Midas
- Type: Private
- Industry: Financial technology Brokerage
- Founded: 2020; 6 years ago in Istanbul, Turkey
- Founder: Egem Eraslan
- Headquarters: Üsküdar, Istanbul, Turkey
- Area served: Turkey
- Key people: Egem Eraslan (CEO)
- Products: Midas platform Midas Kripto
- Website: getmidas.com

= Midas (company) =

Midas Menkul Değerler A.Ş. is a Turkish financial technology company that operates a mobile investment platform. It is headquartered in Üsküdar, Istanbul.

==History==
Midas was founded in 2020 by Egem Eraslan. The company obtained a brokerage licence from the Capital Markets Board of Turkey in September 2020.

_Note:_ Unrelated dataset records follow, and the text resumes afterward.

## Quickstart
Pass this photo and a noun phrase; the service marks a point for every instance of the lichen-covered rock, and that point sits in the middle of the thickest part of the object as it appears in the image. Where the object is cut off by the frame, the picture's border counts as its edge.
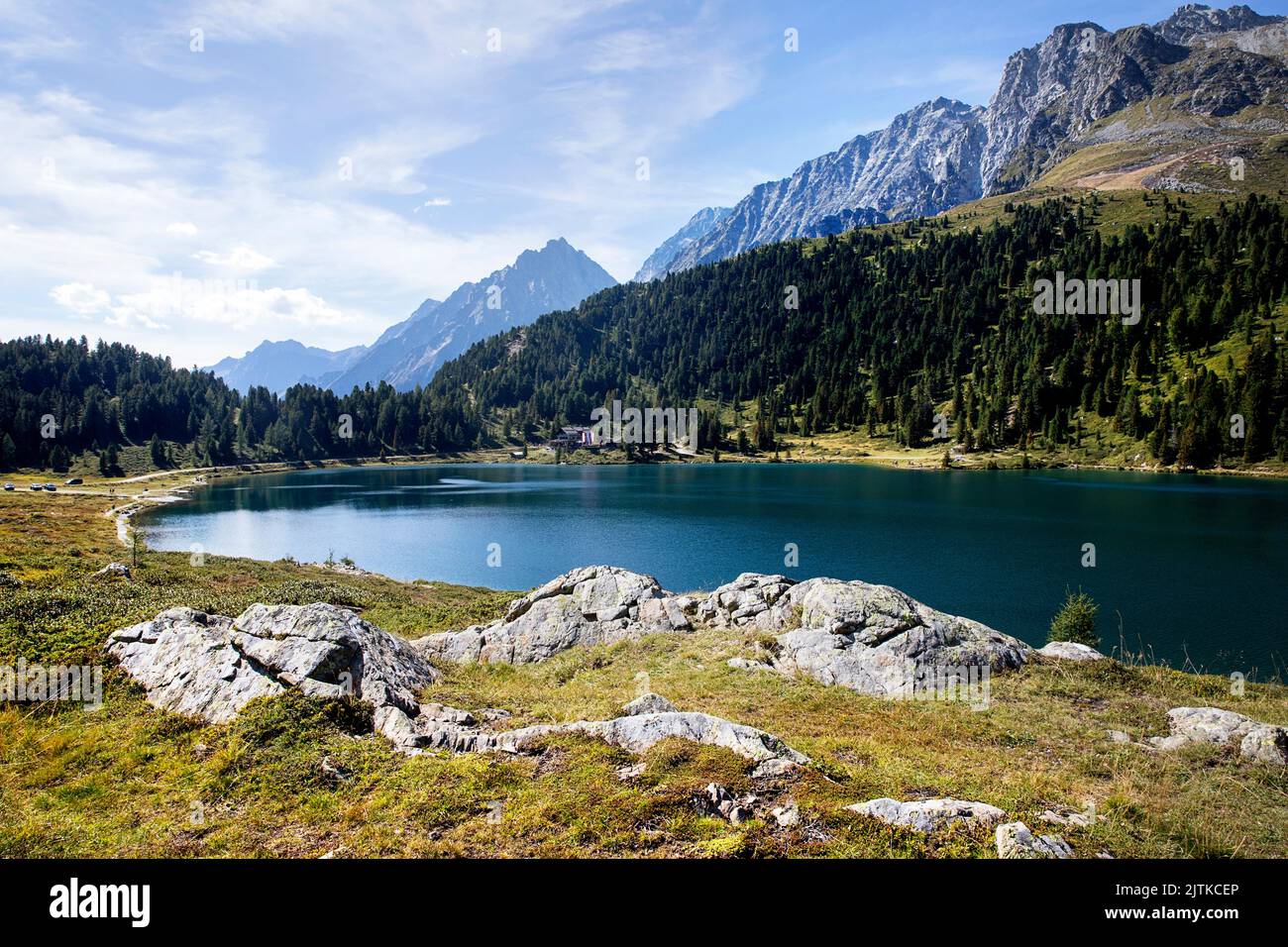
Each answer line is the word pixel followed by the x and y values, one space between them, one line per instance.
pixel 877 641
pixel 648 703
pixel 1258 741
pixel 745 664
pixel 1016 840
pixel 930 814
pixel 643 731
pixel 870 638
pixel 1070 651
pixel 596 604
pixel 210 665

In April 2021, Midas launched its platform that initially offered fractional shares in US-listed companies to investors in Turkey. Its launch followed a seed funding round led by Deniz Ventures.

In February 2022, Midas received additional funding led by Spark Capital and Earlybird Digital East Fund.

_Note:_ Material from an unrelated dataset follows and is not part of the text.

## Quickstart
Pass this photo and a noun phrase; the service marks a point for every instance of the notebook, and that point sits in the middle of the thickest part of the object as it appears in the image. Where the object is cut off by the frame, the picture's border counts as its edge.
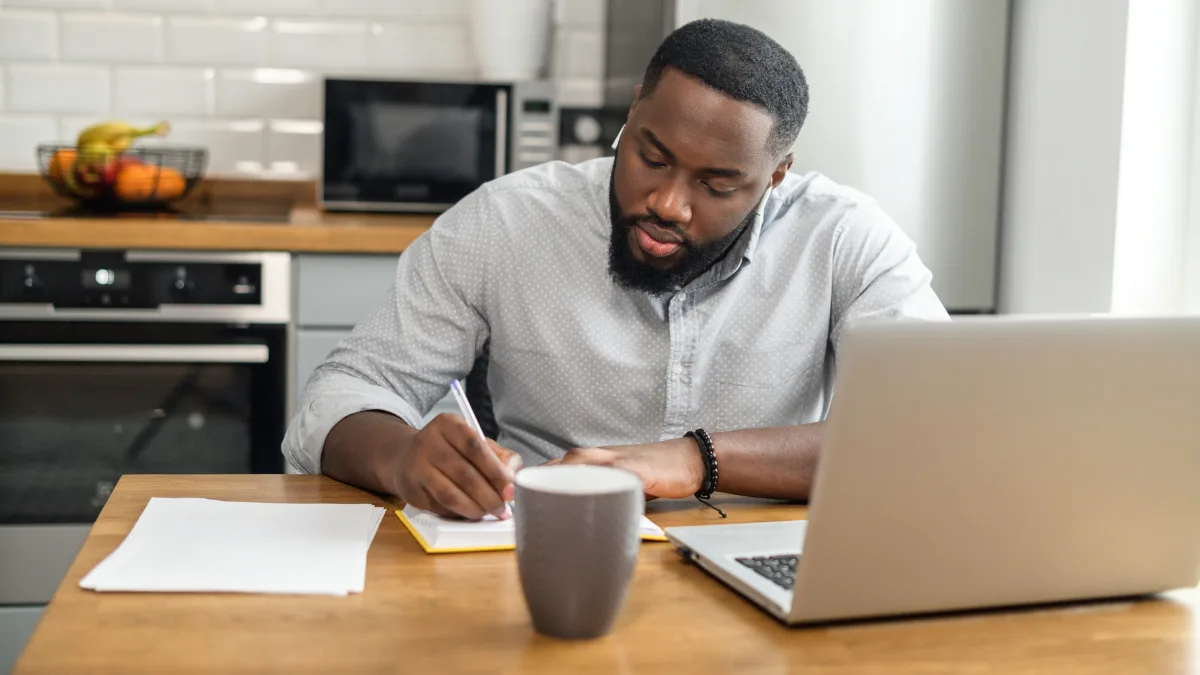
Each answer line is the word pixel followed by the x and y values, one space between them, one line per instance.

In April 2024, Midas raised US$45 million in a Series A round led by Portage Ventures, with participation from the International Finance Corporation, Spark Capital, Earlybird Digital East Fund, and Revo Capital.

In August 2024, Midas launched Midas Kripto, a separate mobile application for digital assets.

In August 2025, Midas raised US$80 million in a Series B round led by QED Investors, which valued it at approximately US$1 billion.

In 2025, Midas eliminated commissions on Borsa Istanbul trades and expanded its operations. A year later, in 2026, it applied for an electronic money institution license.

As of September 2025, Midas had 3.5 million users.